How can we interpret his reference to a “body born of the perspective” of its disciple?  Some commentators suggest the “body” mentioned is the beautiful and mathematical drawing adjacent, of a double-helix torus not unlike many of Leonardo’s drawings of “continuous geometry” such as curling hair, flowing water, spiral plant forms, twisting textiles, and the like.  Yet this may be too literal a reading.  Perhaps we should consider Leonardo’s lifelong practice of juxtaposing diverse elements in a shared context to highlight subtle similarities of pattern or meaning by the use of analogy, a technique he called “comparazione” or “relazione.” 
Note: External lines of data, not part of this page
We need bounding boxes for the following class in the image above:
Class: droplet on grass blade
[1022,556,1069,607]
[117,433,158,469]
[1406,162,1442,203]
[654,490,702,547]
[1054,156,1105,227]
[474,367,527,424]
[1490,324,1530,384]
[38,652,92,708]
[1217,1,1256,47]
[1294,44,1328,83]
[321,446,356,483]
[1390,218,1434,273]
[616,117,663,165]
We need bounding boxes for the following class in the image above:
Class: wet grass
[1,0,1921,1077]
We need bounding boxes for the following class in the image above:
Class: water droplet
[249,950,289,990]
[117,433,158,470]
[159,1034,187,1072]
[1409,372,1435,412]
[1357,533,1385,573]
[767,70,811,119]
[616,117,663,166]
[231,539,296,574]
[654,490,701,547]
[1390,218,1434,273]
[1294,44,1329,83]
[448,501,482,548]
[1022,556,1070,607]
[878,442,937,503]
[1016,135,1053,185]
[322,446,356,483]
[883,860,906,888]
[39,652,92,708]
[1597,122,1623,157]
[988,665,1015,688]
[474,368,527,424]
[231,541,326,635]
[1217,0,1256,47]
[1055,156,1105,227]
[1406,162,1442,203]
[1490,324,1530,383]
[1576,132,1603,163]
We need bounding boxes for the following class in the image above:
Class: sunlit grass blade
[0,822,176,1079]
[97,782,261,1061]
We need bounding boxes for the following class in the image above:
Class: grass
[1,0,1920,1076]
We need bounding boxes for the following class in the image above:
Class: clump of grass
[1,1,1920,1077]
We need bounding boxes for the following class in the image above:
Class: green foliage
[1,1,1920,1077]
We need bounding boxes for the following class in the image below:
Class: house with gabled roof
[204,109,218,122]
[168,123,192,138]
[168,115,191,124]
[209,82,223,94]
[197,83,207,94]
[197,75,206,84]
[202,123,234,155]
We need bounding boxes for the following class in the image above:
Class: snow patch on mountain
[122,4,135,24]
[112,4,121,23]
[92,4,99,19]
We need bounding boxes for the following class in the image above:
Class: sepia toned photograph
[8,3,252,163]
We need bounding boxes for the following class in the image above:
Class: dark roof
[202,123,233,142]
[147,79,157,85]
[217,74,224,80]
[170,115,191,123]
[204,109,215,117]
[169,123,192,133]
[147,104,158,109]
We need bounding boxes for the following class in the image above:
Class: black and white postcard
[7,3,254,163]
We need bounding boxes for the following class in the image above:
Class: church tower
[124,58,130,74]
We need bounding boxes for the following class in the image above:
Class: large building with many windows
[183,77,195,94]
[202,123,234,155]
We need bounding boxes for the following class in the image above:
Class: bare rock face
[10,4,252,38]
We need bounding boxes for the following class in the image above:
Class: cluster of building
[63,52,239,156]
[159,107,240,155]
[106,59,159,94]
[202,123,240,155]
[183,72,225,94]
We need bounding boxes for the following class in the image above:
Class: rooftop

His pledge of loyalty to experience (at age 38, near the midpoint of his life) could apply to his own larger oeuvre or legacy, his corpus or whole body of work.  In this expanded sense the beauty of the torus form gains both meaning and depth, nuance and exactitude.  The idea of a “body of work” born from scientific and artistic learning, practice, and effort is both like and unlike the concept of the “Great Work” in medieval alchemy.

Leonardo explicitly rejected alchemy in the literal sense of transforming metals as charlatanry, yet also knew the stasis and rigidity of much medieval science and cosmology were profoundly incorrect.  (That all things were in motion, and changing into all other things, was both fundamental to early modern science -- inspired by Lucretius’ De Rerum Natura -- and like that poem itself often subject to severe censorship.)  Leonardo even chose “quintessence”-- the fifth element of alchemy after earth, air, fire, and water -- to describe the flow of nature’s forms woven of matter and energy through varying cycles of birth, growth, erosion, decay, and recurrence.

Esperienza (experientia in Latin) was a core value for Leonardo's predecessors Albertus Magnus and Roger Bacon (both sometime alchemists), Dante, Chaucer (contemporary and friend to Boccaccio and Petrarch), Cusanus, and many others.  Later poet-scientists like Browne and Newton invested great effort in both “chymistry” and what we today consider real science.  Do not today’s conceptions of quantum principles – of probability that is only semi-extant – and evolution at scales large and small not resemble such imaginative speculations at least partly in tone? 

Jung had a balanced and open approach to alchemy as part early science and part culture: simultaneously fake and real, honest and fraudulent, physics and psychology, imagination and experiment.  Faust is a highly modern archetype, absurd yet ominous, and unquestionably an alchemist.  Even in modern political theory, such as the 18th century framing of constitutional democracy, the images of alchemy like masonry and rose-crosses once served a central shorthand purpose for imagining how to build stable yet free institutions.  Hamilton’s Federalist Papers cite experience and experiment in their opening sentence and concluding paragraph, quoting Hume

As Hume the empiricist once asked, what is it that bundles perceptions into consciousness?  Perhaps the perceiving body, like Varela says, forms “enactive cognition” in a local network a la Sporns.  Perhaps like each perception itself, as Anil Seth theorizes, the bundle is only a “best guess” or predictive form of inference and itself a “controlled hallucination” which embodies consciousness.  All these probabilities and possible states interweave in network fashion to form unfixed, flowing, and metamorphosing phenomena which generate the moving images of complexity through time.  On these images depend not only our perceptions but our politics, philosophy, and even consciousness itself.

To affix the “quantum state” of Esperienza to the famous portrait, even if speculatively, may be key to unlocking its greatest and deepest levels of meaning.